HIPAA-aware file handling. We wanted to support image uploads without ever writing PHI to disk. Getting multer's memoryStorage, sharp's in-memory pipeline, and EXIF stripping to work together cleanly while keeping the buffer small enough to send to the AI — took several iterations.

Balancing rate limits. Different endpoints have very different usage patterns — someone might send 30 chat messages in a session but should only run 10 full analyses per hour. Setting limits that protect the API without frustrating real users required thinking carefully about each route independently.


Accomplishments that we're proud of

Zero PHI at rest — by design, not policy. It would have been easy to save reports to a database "just in case." We made the deliberate architectural choice to never write health data anywhere — multer memory storage, in-memory sharp pipeline, no logging of request bodies. The privacy protection is structural, not just a checkbox.

A UI that feels calm and trustworthy. Health information is emotional. We spent real time on the visual design — the gauge bars, the colour-coded flags, the risk summary cards — so that the results feel reassuring and clear rather than clinical and alarming.

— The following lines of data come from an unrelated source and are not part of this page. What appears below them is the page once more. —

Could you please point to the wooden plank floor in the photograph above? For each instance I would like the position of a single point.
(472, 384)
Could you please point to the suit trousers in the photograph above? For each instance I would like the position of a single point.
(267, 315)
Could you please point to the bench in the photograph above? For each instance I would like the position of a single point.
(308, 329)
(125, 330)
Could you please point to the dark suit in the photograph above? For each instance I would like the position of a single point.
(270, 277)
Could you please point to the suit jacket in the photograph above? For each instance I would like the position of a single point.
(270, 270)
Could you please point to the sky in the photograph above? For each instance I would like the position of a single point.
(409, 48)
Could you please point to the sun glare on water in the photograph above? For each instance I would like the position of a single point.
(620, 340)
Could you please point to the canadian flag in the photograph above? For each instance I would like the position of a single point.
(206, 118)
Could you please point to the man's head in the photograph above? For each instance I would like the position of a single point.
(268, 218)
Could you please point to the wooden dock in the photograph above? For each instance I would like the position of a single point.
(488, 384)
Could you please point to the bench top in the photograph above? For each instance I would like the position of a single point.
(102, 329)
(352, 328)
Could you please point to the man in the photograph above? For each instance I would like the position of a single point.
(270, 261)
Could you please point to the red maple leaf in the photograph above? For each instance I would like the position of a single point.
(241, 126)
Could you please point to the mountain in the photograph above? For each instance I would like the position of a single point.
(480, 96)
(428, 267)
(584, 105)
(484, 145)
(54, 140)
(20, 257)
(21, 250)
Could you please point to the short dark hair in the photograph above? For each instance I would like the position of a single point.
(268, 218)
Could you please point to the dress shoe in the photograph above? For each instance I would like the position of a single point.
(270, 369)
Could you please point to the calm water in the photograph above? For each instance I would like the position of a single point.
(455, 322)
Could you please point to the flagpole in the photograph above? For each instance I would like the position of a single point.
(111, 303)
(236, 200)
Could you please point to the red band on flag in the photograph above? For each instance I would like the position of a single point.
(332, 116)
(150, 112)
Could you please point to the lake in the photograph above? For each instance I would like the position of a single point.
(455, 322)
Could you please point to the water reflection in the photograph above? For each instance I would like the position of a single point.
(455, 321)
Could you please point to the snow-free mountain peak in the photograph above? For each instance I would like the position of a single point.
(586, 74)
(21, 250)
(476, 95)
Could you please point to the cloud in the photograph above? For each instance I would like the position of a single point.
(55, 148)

Three genuinely useful AI features, not one. Most hackathon AI apps do one thing with the model. HealthLens does three distinct things — analyze, chat, and compare — each with its own prompt strategy and UI, all integrated into a coherent product flow.

Production-grade security on a hackathon timeline. Ed25519 JWTs,Helmet headers, per-route rate limits, EXIF stripping, input validation — we shipped every layer of security a real-world health app would need.


What we learned

Privacy and UX are not opposites. We expected that doing things the "right" privacy way — no storage, no logging, memory-only processing — would mean sacrificing features. It didn't. The session-based history, the in-memory chat context, the transient file pipeline — all of it works smoothly for the user while keeping zero PHI on disk.

Rate limiting needs to be per-feature, not just global. A single global rate limit is blunt and frustrating. Per-route limits that match actual usage patterns — tight for auth, generous for chat, strict for heavy AI calls — make the app both safer and more usable.


What's next for HealthLens

Multi-language support. Lab reports and patients exist in every language. The AI can already reason in multiple languages — we want to add a language selector so non-English speakers get results in their native tongue. reCAPTCHA v3 in a monorepo. Loading the reCAPTCHA script once, making it available across two different form pages, and failing gracefully when the site key isn't set in local dev — without polluting global state — led us to build the clean useRecaptcha hook.